= Jerry Agar =

American radio host

Jerry Agar is a conservative talk radio personality. Since 2010, he has been host of the Jerry Agar Show on CFRB.

== Life and career ==

Agar was born in Manitoba. After years of working as a disc jockey in Canada he moved to the United States and became a talk radio host at WPTF in Raleigh, North Carolina in 2000. He subsequently moved to KMBZ in Kansas City, WABC-AM in New York City and WLS-AM and WGN-AM in Chicago. He was a substitute host on G. Gordon Liddy's satellite radio show and Mark Levin's show. In February 2010, Agar joined CFRB in Toronto as host of The Jerry Agar Show on weekday mornings. He hosted a program on the Sun News Network from 3 to 5 pm Eastern weekdays, until the station's demise in 2015, and is a regular Tuesday columnist for the Toronto Sun.

Agar has published op-ed pieces in various American newspapers and was a featured columnist for the Kansas City Business Magazine. He was also a multimedia fellow with the Illinois Policy Institute.

== Beliefs ==

Agar has shown skepticism about the effects of man-made global warming on polar bears and has written many blog entries critical of the scientific consensus on global warming.

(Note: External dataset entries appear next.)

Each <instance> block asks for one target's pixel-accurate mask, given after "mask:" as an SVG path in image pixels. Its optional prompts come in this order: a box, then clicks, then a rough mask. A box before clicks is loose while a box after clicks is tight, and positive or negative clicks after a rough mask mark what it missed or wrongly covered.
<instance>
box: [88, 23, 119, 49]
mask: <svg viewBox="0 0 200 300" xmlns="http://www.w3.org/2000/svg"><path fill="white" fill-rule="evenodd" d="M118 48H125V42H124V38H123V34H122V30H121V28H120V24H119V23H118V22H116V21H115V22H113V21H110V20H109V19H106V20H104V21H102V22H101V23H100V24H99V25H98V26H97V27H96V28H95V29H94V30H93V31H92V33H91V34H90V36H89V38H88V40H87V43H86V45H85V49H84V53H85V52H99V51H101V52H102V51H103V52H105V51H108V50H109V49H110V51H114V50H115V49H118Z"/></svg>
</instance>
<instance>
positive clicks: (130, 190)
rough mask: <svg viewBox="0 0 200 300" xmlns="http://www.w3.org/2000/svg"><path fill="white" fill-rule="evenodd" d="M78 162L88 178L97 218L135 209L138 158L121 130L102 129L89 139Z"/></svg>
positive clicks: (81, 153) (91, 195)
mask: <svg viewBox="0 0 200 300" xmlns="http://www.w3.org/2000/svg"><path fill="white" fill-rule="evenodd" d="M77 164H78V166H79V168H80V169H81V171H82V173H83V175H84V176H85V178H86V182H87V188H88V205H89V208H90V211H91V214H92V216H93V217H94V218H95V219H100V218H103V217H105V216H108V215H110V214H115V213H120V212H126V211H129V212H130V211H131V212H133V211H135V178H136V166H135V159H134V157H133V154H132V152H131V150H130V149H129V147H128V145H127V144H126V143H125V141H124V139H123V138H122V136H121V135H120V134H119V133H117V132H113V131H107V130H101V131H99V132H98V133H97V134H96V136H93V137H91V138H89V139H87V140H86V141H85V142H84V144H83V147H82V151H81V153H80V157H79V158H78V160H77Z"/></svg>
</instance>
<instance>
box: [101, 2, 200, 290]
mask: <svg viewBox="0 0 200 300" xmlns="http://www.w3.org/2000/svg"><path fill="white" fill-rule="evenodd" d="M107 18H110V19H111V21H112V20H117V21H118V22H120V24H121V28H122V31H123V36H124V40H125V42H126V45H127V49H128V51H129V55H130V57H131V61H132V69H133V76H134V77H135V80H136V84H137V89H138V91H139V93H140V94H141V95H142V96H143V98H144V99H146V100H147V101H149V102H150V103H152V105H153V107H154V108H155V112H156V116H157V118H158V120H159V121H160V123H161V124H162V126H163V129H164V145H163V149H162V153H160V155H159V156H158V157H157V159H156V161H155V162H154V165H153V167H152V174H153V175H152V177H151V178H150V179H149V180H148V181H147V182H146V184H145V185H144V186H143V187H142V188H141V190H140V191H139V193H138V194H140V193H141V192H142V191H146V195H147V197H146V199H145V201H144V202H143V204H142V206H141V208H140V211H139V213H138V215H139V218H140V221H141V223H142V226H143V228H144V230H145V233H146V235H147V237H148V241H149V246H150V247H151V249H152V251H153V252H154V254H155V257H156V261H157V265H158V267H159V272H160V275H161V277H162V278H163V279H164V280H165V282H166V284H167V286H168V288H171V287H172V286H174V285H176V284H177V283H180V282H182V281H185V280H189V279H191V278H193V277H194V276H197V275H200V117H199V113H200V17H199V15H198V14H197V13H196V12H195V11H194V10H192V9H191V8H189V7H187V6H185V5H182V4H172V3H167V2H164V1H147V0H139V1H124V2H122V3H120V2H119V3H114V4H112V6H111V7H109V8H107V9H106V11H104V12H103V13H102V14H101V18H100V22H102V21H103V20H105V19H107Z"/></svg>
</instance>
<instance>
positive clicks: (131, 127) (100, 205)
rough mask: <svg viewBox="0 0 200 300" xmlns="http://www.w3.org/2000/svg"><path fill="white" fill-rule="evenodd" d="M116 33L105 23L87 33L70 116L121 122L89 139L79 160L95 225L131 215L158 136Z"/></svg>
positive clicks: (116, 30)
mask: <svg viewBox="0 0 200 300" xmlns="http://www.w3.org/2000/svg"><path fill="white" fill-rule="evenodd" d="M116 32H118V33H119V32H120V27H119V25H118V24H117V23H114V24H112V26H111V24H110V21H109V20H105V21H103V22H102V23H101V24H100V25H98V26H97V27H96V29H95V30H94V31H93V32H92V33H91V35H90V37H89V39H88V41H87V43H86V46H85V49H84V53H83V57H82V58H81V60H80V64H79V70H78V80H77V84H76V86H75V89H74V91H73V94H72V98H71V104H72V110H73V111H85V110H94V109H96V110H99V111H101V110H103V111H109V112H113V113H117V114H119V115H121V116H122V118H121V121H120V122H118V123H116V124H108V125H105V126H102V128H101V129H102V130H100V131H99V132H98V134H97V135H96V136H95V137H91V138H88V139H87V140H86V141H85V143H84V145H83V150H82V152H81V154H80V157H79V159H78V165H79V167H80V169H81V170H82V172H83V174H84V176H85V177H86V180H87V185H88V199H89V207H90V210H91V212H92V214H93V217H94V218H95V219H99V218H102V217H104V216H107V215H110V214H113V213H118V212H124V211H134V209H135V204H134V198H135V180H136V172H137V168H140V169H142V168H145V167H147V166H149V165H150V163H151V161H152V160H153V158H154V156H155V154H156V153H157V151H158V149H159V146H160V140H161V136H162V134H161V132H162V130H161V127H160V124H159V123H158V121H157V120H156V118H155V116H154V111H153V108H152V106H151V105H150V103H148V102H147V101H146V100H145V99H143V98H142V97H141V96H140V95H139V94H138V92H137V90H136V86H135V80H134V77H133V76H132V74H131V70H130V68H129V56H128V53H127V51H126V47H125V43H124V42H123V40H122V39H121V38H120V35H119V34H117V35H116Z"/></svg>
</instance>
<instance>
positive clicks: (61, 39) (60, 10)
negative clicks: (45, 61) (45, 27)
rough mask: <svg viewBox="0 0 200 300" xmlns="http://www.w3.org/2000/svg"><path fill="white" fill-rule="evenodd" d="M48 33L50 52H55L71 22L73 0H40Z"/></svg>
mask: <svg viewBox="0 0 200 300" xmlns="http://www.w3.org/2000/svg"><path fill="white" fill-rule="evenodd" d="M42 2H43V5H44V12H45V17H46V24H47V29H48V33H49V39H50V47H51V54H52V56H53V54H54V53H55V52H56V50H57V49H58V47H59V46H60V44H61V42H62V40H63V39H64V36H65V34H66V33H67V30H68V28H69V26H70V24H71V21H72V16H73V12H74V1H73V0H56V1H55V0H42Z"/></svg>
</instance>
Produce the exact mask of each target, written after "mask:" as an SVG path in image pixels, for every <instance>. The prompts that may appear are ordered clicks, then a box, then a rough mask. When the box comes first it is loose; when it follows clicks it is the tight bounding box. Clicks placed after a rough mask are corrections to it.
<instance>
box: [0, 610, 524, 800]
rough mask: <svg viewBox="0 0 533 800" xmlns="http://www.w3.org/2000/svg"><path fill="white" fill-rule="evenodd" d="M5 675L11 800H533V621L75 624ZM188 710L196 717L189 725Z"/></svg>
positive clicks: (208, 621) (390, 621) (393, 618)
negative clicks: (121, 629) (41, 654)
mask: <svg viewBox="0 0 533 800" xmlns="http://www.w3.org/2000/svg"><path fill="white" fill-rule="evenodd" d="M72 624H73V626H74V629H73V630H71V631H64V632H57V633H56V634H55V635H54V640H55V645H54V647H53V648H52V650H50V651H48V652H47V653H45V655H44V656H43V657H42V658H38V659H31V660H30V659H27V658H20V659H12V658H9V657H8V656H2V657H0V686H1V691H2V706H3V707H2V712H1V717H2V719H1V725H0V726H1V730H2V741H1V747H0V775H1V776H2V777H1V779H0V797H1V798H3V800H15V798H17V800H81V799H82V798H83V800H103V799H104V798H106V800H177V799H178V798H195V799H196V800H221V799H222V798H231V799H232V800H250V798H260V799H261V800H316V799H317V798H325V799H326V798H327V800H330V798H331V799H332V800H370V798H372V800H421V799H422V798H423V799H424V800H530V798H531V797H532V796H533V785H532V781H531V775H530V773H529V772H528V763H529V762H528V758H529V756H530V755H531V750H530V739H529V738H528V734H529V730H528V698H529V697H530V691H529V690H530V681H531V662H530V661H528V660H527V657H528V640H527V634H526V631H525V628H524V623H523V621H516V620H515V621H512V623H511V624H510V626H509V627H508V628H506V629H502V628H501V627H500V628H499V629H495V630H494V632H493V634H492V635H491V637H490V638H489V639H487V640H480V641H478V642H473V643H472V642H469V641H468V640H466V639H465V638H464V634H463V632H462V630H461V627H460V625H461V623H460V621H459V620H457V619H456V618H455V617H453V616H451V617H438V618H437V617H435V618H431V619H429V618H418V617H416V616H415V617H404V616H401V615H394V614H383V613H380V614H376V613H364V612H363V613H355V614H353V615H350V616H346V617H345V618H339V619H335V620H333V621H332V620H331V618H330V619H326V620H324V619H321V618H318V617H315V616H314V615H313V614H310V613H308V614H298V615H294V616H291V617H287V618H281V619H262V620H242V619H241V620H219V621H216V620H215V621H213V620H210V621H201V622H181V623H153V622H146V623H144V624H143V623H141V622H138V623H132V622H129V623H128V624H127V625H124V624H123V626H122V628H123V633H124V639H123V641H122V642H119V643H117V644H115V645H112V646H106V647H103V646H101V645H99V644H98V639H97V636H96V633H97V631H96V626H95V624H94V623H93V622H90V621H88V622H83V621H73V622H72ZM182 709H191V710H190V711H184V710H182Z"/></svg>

Agar is a strong advocate for the war on drugs when it comes to hard drugs like crack and heroin and has been very critical of the safe injection site Insite, the only legal supervised injection site in North America. This position has been the source of criticism.

Agar has also been critical of the Province of Ontario's decision to disallow Catholic school boards' banning of Gay Straight Alliances.